Che un dipendente sia tenuto al rispetto dei principi di correttezza e buona fede è un fatto risaputo così come l’obbligo di non diffondere documenti aziendali, valido nel pubblico e nel privato, ma negli ultimi anni i doveri imposti hanno avuto il sopravvento sul diritto non solo di critica, ma anche di opinione. Poco importa che la diffusione di documenti aziendali sia magari a tutela dell’interesse pubblico, conta l’obbligo di fedeltà anche davanti a decisioni che lascerebbero basiti increduli cittadini e sinceri democratici.
Nelle aziende private e negli Enti pubblici esistono codici Etici e di comportamento che di fatto impediscono la libertà di parola al di fuori del posto di lavoro, critiche espresse pubblicamente in assemblee o sui social, possono essere motivo di provvedimenti disciplinari e di licenziamenti.
Colpisce il silenzio assenso dei sindacati rispetto a queste norme aziendali e perfino la supina accettazione del legislatore a regole che inficiano la libertà di espressione che dovrebbe, in teoria, essere garantita dalla stessa Costituzione.
Anni fa scrivevano che la democrazia dovrebbe oltrepassare il cancello delle aziende, democrazia nei luoghi di lavoro non significa solo potere di contrattazione ma prevenire comportamenti vessatori e repressivi dei datori.
Ci siamo imbattuti in numerosi casi di ordinaria repressione, in dipendenti che per un semplice like a post sui social privi di ogni carattere offensivo e denigratorio, sono stati licenziati o soggetti a procedimenti disciplinari conclusisi con pesanti sanzioni economiche, abbiamo incontrato dipendenti “modello” che hanno pagato la partecipazione a iniziative di piazza e alcune denunce con la perdita del posto di lavoro.
Il principio del danno di immagine per la Pubblica amministrazione è il vero cavallo di Troia per la stessa azione sindacale, se critichi la cattiva gestione di servizi al cittadino devi essere consapevole che il tuo Ente potrà aprire un procedimento disciplinare a tuo carico e facilmente diventerai il capro espiatorio.
Lavoratori che hanno denunciato disservizi, assenza di personale sono stati sospesi per settimane senza retribuzione nonostante la finalità della loro azione non fosse quella di denigrare l’Ente o il datore di lavoro, ma di criticare decisioni politiche e gestionali che portano al depotenziamento dei servizi pubblici.

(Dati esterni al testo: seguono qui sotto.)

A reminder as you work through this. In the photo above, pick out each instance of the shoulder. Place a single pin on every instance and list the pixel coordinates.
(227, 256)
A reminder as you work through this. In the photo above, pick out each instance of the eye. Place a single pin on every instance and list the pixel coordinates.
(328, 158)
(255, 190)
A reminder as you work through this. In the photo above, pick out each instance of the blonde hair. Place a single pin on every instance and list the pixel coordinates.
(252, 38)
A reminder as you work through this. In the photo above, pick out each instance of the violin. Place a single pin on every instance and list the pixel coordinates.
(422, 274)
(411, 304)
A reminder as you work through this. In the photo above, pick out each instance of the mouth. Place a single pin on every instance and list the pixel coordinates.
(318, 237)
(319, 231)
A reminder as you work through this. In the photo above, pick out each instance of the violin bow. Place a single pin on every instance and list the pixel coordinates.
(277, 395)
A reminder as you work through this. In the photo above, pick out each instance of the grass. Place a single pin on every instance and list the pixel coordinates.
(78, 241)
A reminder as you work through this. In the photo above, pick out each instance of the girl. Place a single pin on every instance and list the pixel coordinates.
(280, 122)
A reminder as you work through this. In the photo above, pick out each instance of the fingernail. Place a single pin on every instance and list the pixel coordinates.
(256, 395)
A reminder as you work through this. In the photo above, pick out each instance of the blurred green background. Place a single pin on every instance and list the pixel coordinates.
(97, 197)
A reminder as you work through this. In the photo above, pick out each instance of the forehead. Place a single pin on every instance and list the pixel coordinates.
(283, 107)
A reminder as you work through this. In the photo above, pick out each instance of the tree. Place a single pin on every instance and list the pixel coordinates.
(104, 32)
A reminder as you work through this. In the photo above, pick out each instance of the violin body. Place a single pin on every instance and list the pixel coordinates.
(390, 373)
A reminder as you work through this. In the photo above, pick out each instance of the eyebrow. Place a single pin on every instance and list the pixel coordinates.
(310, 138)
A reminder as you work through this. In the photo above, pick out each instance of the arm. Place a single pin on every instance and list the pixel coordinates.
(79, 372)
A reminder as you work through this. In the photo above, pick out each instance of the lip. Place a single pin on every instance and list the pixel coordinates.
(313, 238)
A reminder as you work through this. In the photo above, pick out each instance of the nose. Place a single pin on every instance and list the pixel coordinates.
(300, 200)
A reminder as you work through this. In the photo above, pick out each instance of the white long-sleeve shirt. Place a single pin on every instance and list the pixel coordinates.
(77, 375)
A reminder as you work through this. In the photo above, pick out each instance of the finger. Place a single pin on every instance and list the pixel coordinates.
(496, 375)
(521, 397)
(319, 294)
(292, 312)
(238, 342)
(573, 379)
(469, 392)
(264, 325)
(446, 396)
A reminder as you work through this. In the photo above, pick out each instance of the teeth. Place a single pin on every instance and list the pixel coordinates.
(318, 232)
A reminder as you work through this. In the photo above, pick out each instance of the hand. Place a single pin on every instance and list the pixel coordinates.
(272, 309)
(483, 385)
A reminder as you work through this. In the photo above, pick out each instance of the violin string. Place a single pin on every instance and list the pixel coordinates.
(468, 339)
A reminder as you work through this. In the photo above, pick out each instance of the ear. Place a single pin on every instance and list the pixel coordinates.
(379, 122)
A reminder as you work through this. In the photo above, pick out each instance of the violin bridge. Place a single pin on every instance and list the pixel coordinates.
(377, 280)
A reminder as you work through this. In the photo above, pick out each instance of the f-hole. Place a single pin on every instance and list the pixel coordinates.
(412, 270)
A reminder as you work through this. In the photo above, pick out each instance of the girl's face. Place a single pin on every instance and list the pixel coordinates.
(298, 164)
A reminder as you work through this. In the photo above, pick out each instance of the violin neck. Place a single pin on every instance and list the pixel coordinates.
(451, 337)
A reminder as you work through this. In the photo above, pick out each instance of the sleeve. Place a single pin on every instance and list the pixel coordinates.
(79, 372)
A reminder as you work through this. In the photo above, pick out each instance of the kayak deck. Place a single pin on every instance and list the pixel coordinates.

Non mancano casi di lavoratori, o lavoratrici, che hanno pagato con la perdita del posto errori che avrebbero dovuto essere corretti da superiori, nel frattempo rimasti impuniti, l’anello debole della catena produttiva sono sempre i livelli più bassi, indifesi e facilmente attaccabili. E nel caso dei dipendenti della Pubblica amministrazione c’è sempre la mannaia del risarcimento del danno da parte della Magistratura contabile assai più tenera invece con le responsabilità politiche.
Ci sembra evidente che la presenza dei codici disciplinari non sia finalizzata a dettare un sistema di regole finalizzato al miglioramento delle prestazioni o a sanzionare illegalità e illeciti, è piuttosto un insieme di regole miranti a tappare la bocca dei lavoratori e delle lavoratrici trasformando sovente il diritto di critica in azione denigratoria.
È arrivato il momento che lo stesso “diritto borghese” inizi a riflettere sulla natura regressiva e repressiva dei codici di comportamento aziendali e non solo a tutela della democrazia ma anche della libertà di espressione e di parola.